We do not think that it should be much to ask people to consider the point that bottom-up / regs second is going to be America's best, most realistic play here. We don't care about the NRA, or sucking-up to the gun industry, or what politicians think. We are interested in the actual effective solution in the actual context of American society.

Again, it is our hope that our own community can use this work to stimulate their relationship with the issue to leave superficial positions and head more towards being adequately informed. Our work is not claimi ng to be definitive. It is merely the start of Liberal Gun Owners dedicating itself to the topic in our own way. And this is something that we must get across. We all, in some way, want some course of action that is a 4 point list which leads people to the voting booth, and that's that. And this, dear friends, is a giant cultural problem.

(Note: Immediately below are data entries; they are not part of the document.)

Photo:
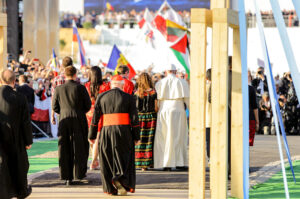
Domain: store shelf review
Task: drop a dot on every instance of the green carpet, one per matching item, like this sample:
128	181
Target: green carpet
274	187
42	164
42	147
38	164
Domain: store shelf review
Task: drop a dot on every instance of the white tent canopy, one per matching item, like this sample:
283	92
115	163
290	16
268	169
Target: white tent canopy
265	5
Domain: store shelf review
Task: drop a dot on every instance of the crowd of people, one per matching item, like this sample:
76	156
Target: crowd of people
118	118
111	18
287	100
121	18
127	124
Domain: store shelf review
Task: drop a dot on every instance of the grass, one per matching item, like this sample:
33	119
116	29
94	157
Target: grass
41	164
38	164
41	147
274	187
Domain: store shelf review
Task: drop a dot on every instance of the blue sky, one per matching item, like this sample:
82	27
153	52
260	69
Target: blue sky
151	4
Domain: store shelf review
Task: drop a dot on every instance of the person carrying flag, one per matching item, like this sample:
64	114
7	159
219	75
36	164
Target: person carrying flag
128	85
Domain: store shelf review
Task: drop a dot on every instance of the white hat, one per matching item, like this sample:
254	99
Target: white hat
171	67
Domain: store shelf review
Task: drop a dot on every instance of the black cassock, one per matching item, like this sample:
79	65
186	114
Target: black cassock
71	101
116	144
15	135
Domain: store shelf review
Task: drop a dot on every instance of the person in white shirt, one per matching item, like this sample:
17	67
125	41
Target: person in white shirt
171	137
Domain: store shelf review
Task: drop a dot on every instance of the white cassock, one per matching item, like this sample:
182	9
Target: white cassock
171	136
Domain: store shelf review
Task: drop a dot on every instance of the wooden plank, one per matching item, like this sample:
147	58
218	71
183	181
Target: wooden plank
197	151
237	120
3	47
219	129
201	15
218	4
224	15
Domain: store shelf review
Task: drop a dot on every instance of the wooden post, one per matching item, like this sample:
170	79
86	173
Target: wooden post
200	19
41	28
3	40
219	129
221	19
237	120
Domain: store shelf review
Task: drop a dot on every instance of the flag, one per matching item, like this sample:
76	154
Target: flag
171	25
109	7
167	12
146	18
54	63
117	59
76	38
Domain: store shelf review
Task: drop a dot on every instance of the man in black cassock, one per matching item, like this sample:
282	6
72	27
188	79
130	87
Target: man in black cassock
120	131
71	101
15	138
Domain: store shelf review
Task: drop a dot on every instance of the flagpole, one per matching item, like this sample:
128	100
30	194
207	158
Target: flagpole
73	50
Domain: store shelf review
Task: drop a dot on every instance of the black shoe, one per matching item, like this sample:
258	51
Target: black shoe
121	190
182	168
167	169
69	183
29	191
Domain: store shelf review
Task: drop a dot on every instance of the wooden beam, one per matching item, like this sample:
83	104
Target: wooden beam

In the end assessment, we are talking about human violence in society. This is a phenomemon that has yet to be solved, under any combination of positive law and cultural evolution. The notion that an array of new gun laws is going to have a significant effect on the problem is not the extension of adequate study on the matter. With us, the assigfnment of "gun-addict" or "Lemming of the NRA" cannot factually stick. We are here, in earnest, working to mitigate school shootings, mass shootings, and gun-violence. Our personal preferences are put aside, our tendency for political bias thrown in the hearth. We are here in earnest, and the reality is that the further that one engages in the true study of the matter, the more its complexities arise - the more we see the limits of gun regulation as a primary approach. The goal is to stop or to mitigate these shootings. It is a long term, cultural / societal issue. It will not now, nor ever, be adequately addressed by any viewpoint that thinks that the combination of a collective cultural call for political action, the federal government, and passed legislation will ever be able to adequately effect. The only effective role that this combination can play is a complementary one. Because the primary engine needs to be one of bottom-up, grass-roots, cultural evolution, thought evolution and evolution in related industries.

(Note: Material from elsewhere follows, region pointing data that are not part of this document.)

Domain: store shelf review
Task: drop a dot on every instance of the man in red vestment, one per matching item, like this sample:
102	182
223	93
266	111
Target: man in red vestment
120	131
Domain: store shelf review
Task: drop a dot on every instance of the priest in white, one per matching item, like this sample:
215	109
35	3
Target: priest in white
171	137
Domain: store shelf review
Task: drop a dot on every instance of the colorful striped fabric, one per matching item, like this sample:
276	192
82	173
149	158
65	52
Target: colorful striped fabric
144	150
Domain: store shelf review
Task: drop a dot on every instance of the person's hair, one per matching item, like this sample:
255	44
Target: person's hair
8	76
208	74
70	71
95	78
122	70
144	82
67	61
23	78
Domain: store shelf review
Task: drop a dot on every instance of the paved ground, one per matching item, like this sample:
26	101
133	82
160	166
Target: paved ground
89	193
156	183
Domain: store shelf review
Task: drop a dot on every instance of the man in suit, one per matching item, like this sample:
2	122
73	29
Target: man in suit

It is the findings of the leadership involved in Liberal Gun Owners, after decades of collective experience in American culture and American gun culture, after years of being exposed to open-source information, after years of familiarity in Amercan law, and now, after an extensive review of in-depth material related to the issues of the Second Amendment and Public Safety, we conclude the following:

As it relates to Firearms in Society, we conclude:

1. That the automatic association of gun ownership with deviance, by aspects of the American Intelligenstia, and the Progressive Left, is an actual, significant phenomenon.

2. That the same association is being made from the same sub-culture between the complete belief in the tenets of self-defense and some form of perceived incompetence in people who completely pursue self-defense as an aspect of self-preservation.

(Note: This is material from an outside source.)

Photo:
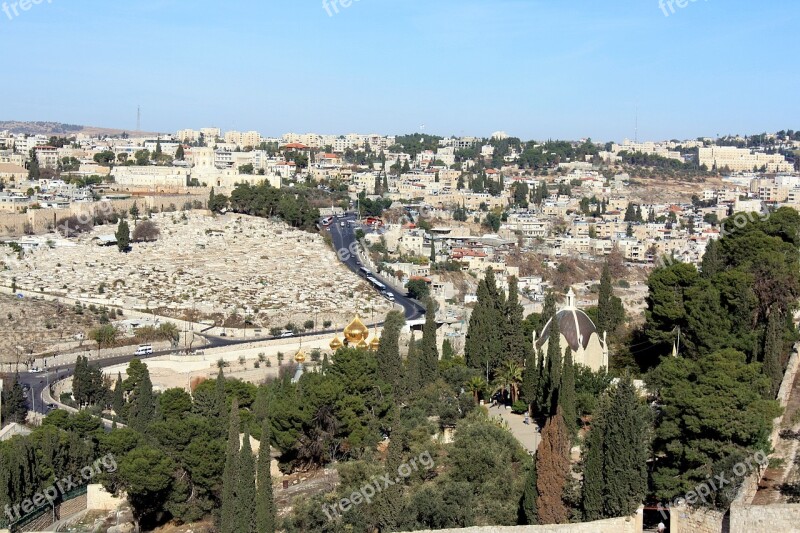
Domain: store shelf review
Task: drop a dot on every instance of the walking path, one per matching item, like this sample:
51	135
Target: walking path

3. That the tenets of self-preservation ABSOLUTELY include human survival via self-defense.

4. That the pursuit of self-defense, in order to be effective, MUST include access to the modern standards of weaponry.

5. That, relative to firearms technology, semi-automatic rifles and pistols are the modern standard. They are not a special category of weapon.

6. That the natural desire to extend a perspective of self-defense to loved ones, community, and to our society in general is also being made analogous to incompetence by aspsects of the American Intelligentsia and the Progressive Left.

7. That the Second Amendment, in its actual meaning and context, is the legal representation of the natural right to use firearms in order to address self-defense in modern society, to address the possibility of American citizens being called upon in an 11th hour defense of our country, and to address the possibility of a tyranny taking away the democratic means to address our country and our lives.

8. That any call to remove the modern standards of weaponry from the free choice of qualified citizens, or any perspective that believes the Second Amendment to be a flexible issue, is a call for the direct impingement upon the necessary tenets of self-preservation and self-defense.

9. That the desires of self-preservation, self-defense, and martial instinct, inside of the competent military and non-military individual are fully legitimate and as such, should be developed and followed.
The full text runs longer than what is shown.